Selain dari kedua golongan diatas terdapat juga 3
golongan lain yaitu : khawarij, syiah, jumhur. Yang masing-masing mereka
memiliki metode sendiri dalam berijtihad. Golongan khawarij dan Syiah
menetapkan ijtihad tentang hokum-hukum pokok yang disesuaikan dengan pandangan
politik mereka. Sedangkan golongan jumhur terbagi menjadi 2 yaitu golongan yang
terpengaruh ulama Irak dan golongan yang terpengaruh ulama Hijaz.
BAB III
KESIMPULAN
Perkembangan fiqih sangat pesat apalagi pada saat setelah wafatnya Rasulullah SAW.

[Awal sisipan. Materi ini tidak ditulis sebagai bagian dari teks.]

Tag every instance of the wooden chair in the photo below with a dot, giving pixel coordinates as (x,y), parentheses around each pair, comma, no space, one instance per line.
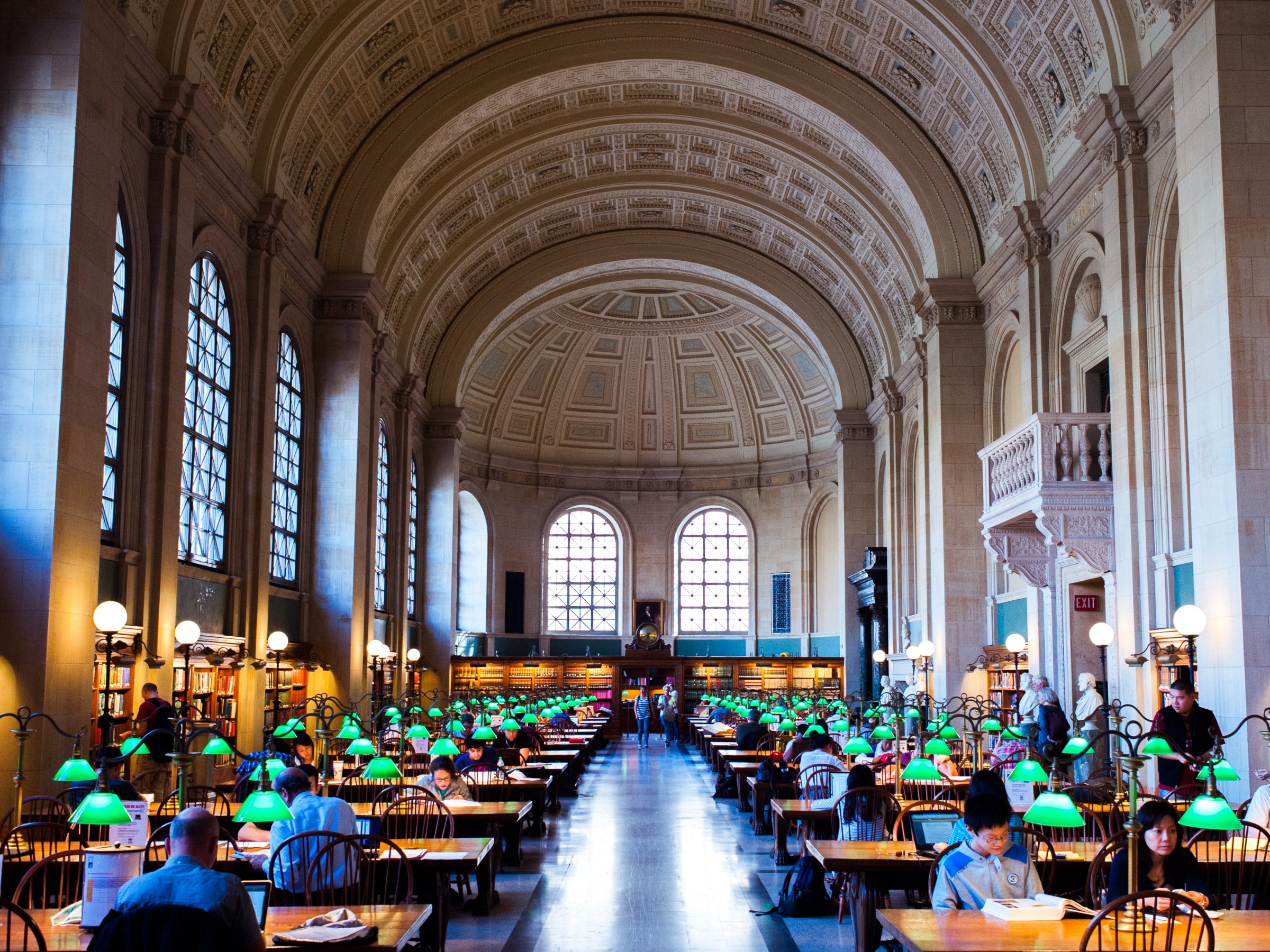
(375,873)
(35,841)
(291,865)
(216,803)
(1186,927)
(1242,879)
(20,931)
(54,883)
(417,818)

Dan pada masa Tabiin terdapat dua golongan yang sangat berpengaruh yaitu Ahlu
Ro’yi (fuqaha di Irak) dan Ahlul Hadits (Fuqaha di Hijaz). Fuqaha di Irak cenderung
melibatkan rasional ketika menyimpulkan hukum suatu persoalan dan itu sangat
berbeda dengan Fuqaha Hijaz yang cenderung menganggap bahwa persoalan agama
adalah ketentuan Ilahi yang tidak bisa dirasionalisasikan. Hal ini terjadi
karena dipengaruhi beberapa factor baik cultural ataupun structural. Perbedaan
kecenderungan ini mengakibatkan pada perbedaan cara berijtihad para ulama di
Irak dan Hijaz.
DAFTAR PUSTAKA
Hermi, Purtiatri. 2008. Siapakah Yang
Dimaksud Dengan Sahabat dan Tabiin?. (online), (http://najiyah1400h.wordpress.com/2008/04/25/siapakah-yang-dimaksud-dengan-shahabat-dan-tabiin/), diakses tanggal 13 Februari 2013.
Mudlor, Ahmad. 1994. Perbedaan Pendapat Dalam Madzhab. Sarjana
Indonesia.
Sirry, Mun’im A, 1996. Sejarah Fiqih Islam.
Surabaya. Risalah Gusti.
القطان، مناع خليل. ٢٠١١ . التشريع والفقه في الإسلام. القهرة. مكتبة وهبة.